During the 2014 Crimean crisis, a disputed referendum led to the repeal of the constitution by the Crimean government, as part of the process by which the territory was annexed by Russia as the Republic of Crimea. The Ukrainian government has not recognized this annexation, and still recognizes the constitution as active.

==1992 Constitution==

After a referendum on 20 January 1991, Crimea regained its status as an Autonomous Soviet Socialist Republic. As this was months before August's Declaration of Independence of Ukraine Crimea was at the time part of the Ukrainian SSR which was one of the constituent republics of the Soviet Union.

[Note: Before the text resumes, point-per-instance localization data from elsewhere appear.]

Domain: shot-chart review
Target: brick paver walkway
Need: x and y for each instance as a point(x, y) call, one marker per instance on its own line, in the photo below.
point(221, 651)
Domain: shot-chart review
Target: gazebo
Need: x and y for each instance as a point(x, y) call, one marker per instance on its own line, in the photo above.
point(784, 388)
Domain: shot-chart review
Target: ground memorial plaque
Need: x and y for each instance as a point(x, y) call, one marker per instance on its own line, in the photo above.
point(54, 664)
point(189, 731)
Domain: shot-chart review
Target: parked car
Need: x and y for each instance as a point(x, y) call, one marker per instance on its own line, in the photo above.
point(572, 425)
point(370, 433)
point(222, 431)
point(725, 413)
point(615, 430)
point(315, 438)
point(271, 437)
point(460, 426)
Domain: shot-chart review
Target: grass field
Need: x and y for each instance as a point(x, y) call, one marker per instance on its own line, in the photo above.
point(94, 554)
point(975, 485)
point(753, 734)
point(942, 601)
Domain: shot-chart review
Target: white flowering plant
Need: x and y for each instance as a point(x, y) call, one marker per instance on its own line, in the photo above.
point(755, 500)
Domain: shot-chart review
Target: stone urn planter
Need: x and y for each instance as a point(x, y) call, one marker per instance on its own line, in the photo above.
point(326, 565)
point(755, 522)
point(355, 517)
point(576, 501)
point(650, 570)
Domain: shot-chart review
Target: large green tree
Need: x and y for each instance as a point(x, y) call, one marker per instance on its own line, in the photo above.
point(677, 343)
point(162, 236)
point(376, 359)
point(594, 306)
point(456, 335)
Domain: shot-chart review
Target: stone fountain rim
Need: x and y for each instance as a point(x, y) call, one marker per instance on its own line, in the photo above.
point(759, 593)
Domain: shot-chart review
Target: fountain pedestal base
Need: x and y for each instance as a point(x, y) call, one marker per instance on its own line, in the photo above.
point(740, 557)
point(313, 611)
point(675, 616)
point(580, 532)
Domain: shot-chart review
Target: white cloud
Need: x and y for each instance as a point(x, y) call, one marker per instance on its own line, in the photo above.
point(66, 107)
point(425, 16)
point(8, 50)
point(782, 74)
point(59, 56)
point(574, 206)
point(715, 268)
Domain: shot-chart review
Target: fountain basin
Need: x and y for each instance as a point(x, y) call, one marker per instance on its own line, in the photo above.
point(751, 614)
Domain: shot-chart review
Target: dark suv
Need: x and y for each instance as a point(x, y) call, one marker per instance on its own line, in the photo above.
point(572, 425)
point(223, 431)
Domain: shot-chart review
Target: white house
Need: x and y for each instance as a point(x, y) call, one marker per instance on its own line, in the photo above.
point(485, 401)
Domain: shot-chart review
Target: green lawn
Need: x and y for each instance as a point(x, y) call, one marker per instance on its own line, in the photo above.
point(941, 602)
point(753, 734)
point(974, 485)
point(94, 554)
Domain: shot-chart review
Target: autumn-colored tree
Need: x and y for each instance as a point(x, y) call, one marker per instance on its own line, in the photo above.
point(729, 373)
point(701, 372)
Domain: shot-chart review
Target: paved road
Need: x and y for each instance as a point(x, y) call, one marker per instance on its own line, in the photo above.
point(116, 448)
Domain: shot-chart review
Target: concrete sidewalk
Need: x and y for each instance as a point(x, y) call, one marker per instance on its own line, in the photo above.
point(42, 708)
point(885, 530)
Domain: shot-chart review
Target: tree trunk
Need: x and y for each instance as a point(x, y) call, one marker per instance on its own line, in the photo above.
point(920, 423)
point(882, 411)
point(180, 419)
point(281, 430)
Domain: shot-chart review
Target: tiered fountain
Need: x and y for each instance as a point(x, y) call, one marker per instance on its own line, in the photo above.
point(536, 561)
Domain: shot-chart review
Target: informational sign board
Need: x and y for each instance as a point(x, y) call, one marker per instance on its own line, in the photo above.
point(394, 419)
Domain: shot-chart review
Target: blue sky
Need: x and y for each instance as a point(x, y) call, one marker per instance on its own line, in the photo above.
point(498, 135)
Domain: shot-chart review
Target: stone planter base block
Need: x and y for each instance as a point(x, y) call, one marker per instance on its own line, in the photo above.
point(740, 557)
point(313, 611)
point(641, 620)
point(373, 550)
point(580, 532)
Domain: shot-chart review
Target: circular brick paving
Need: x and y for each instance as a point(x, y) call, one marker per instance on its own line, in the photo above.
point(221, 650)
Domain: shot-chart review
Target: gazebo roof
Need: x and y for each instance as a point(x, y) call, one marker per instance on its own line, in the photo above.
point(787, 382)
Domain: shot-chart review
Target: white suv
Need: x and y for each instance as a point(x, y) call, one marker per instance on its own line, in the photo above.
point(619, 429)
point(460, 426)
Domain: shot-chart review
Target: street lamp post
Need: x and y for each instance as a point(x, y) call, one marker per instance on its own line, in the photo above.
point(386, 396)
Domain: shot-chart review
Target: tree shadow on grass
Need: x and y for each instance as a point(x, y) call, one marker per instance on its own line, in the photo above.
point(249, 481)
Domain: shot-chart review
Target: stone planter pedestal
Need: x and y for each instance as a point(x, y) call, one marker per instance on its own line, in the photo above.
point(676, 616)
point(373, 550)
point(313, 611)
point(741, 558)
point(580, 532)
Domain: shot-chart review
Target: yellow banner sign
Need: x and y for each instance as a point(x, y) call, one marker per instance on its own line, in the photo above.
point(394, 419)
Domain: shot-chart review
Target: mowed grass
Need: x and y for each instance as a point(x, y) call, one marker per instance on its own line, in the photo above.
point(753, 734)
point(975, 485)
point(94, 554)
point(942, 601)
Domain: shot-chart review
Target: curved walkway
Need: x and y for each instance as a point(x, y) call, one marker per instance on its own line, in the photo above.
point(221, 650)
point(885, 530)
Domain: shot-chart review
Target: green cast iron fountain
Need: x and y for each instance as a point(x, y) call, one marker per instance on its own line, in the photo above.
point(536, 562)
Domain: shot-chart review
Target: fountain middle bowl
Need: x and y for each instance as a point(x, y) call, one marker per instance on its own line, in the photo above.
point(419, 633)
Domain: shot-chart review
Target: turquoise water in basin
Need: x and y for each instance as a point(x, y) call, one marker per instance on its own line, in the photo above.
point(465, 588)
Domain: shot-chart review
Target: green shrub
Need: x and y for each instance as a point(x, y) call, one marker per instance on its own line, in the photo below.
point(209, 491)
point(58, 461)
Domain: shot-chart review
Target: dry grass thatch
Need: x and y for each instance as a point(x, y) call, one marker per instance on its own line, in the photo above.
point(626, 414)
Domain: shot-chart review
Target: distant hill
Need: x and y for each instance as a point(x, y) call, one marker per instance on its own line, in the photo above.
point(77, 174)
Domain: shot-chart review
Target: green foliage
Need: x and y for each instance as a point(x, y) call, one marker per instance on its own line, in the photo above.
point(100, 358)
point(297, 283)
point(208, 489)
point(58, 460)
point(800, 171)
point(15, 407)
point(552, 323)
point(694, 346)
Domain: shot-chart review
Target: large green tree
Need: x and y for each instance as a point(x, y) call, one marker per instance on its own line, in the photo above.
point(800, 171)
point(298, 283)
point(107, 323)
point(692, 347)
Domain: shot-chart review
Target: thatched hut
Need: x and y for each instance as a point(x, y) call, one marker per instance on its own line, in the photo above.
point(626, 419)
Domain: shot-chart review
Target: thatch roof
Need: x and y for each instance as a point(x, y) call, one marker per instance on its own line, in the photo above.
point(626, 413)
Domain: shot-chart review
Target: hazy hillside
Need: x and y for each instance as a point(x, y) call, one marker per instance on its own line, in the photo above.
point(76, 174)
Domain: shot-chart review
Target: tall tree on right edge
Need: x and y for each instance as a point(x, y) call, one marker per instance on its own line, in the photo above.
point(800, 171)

In 26 February 1992, the Crimean parliament changed the name of the region from the Crimean ASSR into the Republic of Crimea. On 5 May 1992, parliament declared Crimea independent, which was yet to be approved by a referendum to be held 2 August 1992. On 6 May 1992, the same parliament inserted a new sentence into this constitution stating that Crimea was part of Ukraine. The Ukrainian parliament convened on May 15, annulled the Crimean declaration of independence and gave the Crimean parliament one week to cancel the referendum. In June 1992, the parties reached a compromise, Crimea would be designated the status of "Autonomous Republic" and granted special economic status, contingent on Crimea's amendment of its constitution including proclaiming the peninsula an autonomous integral part of Ukraine. The revised Constitution of Crimea was adopted on September 25, 1992.

==Drafting of a new constitution==

In May 1994, the Crimean parliament voted to restore the May 1992 Constitution. In September 1994, President of Crimea Yuriy Meshkov and parliament decided to write a new constitution. On 17 March 1995, the Verkhovna Rada abolished the May 1992 Constitution and the post of President of Crimea. From June until September 1995, Ukrainian President Leonid Kuchma governed Crimea under a direct presidential administration decree. In October 1995, the Crimean parliament adopted a new Constitution which was not recognized by the Ukrainian national authorities until April 1996 when significant amendments were suggested. A fifth draft law of the October 1995 constitution was ratified on 21 October 1998 at the second session of the Crimean Verkhovna Rada (parliament). The Verkhovna Rada confirmed this constitution on 23 December 1998. (Article 135 of the Ukrainian Constitution provides that the Crimean Constitution must be approved by the Ukrainian parliament.) It came into effect on 12 January 1999.

During the annexation of Crimea by the Russian Federation, the Crimean authority repealed the 1998 Crimean Constitution after the 2014 Crimean status referendum.

== Anomalies ==
The Crimean parliament had no right of legislative initiative.